Felipe Gómez Alonzo, an eight-year-old boy detained by US Customs and Border Protection, passed away late Christmas Eve, marking him the second child to die in the agency’s custody. Felipe and his father, Agustin Gomez were held since Dec. 18, an unusually long duration for the standard 72-hour-or-less holding time. Felipe’s health took a turn Monday morning around 9 am, when agents noticed he had a cough and that his eyes were glossed over, resulting in two separate hospitalizations.
The timeline provided by the CBP states that because of his 103 degree fever, he was diagnosed with a common cold, given some ibuprofen and amoxicillin and told to return to a highway checkpoint’s holding facility.
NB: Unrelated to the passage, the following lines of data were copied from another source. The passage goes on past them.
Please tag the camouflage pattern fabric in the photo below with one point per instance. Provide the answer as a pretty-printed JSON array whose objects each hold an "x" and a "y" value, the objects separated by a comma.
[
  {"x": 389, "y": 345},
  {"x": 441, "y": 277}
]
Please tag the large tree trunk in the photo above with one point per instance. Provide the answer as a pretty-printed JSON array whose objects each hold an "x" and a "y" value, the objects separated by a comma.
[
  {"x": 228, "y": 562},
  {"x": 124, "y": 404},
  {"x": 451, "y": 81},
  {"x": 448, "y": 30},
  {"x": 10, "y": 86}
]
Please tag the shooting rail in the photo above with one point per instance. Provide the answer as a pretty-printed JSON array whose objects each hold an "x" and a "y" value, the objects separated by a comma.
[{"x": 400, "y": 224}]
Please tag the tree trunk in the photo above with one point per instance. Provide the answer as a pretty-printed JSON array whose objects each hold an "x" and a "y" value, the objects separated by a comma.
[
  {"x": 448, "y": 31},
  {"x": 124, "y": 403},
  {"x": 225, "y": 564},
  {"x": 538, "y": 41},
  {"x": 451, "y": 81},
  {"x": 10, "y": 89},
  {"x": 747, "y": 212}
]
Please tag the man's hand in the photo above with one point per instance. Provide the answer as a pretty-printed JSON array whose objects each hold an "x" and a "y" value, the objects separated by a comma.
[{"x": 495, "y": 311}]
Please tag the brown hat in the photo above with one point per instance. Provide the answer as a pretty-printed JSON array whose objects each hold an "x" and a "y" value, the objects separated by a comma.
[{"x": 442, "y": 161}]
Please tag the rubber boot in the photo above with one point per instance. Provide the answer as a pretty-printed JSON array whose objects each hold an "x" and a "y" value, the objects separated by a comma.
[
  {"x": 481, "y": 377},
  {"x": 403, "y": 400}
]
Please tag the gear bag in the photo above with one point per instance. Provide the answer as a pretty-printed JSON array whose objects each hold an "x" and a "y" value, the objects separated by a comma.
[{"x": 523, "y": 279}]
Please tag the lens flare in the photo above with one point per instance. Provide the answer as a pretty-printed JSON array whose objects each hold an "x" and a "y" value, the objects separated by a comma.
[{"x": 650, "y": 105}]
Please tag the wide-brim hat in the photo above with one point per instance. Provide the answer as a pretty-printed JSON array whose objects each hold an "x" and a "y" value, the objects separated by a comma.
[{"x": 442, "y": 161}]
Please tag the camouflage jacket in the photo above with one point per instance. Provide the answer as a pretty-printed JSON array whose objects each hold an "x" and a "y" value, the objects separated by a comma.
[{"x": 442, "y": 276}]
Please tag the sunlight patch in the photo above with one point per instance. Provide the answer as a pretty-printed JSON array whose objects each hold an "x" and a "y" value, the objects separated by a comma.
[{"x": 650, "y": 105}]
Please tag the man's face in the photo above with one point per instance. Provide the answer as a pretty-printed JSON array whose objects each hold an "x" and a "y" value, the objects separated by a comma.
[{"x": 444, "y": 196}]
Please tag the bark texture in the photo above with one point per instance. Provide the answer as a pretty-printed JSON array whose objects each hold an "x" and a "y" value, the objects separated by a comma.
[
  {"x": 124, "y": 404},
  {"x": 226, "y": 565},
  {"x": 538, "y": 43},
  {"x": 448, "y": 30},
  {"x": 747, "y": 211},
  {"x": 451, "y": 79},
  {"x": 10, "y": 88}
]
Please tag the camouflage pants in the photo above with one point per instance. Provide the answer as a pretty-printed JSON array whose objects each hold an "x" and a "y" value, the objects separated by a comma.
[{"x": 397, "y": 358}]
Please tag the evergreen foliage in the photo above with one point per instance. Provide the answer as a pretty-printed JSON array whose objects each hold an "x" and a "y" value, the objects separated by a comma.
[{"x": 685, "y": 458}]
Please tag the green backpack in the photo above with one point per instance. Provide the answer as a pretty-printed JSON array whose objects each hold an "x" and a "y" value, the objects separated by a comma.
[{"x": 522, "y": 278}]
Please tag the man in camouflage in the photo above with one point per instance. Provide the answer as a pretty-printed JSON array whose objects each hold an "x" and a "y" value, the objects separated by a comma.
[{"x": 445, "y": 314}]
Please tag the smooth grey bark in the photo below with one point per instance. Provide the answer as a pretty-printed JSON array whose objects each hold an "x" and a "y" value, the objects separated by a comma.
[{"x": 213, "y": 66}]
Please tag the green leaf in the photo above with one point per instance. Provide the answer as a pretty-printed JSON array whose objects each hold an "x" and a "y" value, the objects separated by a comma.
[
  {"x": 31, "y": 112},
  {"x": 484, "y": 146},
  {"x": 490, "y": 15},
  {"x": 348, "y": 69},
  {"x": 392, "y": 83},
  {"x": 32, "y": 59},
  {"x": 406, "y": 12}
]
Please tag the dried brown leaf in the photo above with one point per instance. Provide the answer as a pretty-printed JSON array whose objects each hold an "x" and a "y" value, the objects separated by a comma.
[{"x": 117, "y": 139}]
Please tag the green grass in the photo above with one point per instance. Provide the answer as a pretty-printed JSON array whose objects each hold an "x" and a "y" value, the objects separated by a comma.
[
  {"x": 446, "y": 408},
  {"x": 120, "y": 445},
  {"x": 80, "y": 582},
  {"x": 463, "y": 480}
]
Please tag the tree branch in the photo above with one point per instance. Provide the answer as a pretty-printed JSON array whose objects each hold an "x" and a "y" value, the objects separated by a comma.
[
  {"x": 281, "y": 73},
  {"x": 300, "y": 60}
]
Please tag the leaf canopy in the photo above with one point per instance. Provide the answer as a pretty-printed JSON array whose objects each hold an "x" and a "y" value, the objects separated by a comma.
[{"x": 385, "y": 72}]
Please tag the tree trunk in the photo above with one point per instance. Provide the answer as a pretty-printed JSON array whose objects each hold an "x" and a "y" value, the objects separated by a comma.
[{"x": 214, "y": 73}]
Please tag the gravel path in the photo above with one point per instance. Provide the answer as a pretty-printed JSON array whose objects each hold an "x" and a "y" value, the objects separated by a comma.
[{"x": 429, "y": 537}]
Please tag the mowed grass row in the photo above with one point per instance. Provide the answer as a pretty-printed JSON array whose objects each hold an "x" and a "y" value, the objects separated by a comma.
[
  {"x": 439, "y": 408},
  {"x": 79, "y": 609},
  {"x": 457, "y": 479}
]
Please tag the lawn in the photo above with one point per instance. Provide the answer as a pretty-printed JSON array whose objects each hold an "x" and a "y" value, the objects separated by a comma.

There, he began vomiting. It was at that point that the father declined further medical assistance, per the CBP, but when agents noticed he “appeared lethargic and nauseous again,” per AP, he was hospitalized for the second time. Felipe died a few hours later, just twelve minutes before Christmas.
Critics of the Trump administration’s hostile policies are calling for reform while the president ignores the situation with his literal and metaphorical wall. Margaret Huang, executive director of Amnesty International USA, said the “policies of cruelty toward migrants and asylum-seekers at the border must cease immediately before any more children are harmed,” per AP.
Xochitl Torres Small, who will represent El Paso in congress beginning in January, said, “this is inexcusable. Instead of immediately acting to keep children and all of us safe along our border, this administration forced a government shutdown over a wall,” per AP.
Felipe’s blood is on Trump’s hands, yet all he can talk about is his wall. In a meeting with reporters on Tuesday, he reiterated his childlike refrain about the government shutdown, saying “I can’t tell you when the government’s going to be open. I can tell you it’s not going to be open until we have a wall or fence, whatever they’d like to call it.”
The CBP is less concerned about the wall. Actually, the agency says it’s “considering options for surge medical assistance” from the Coast Guard and is even thinking about soliciting help from the U.S. Department of Health and Human Services, the Department of Defense and the Federal Emergency Management Agency. But Trump needs $5 billion for his wall.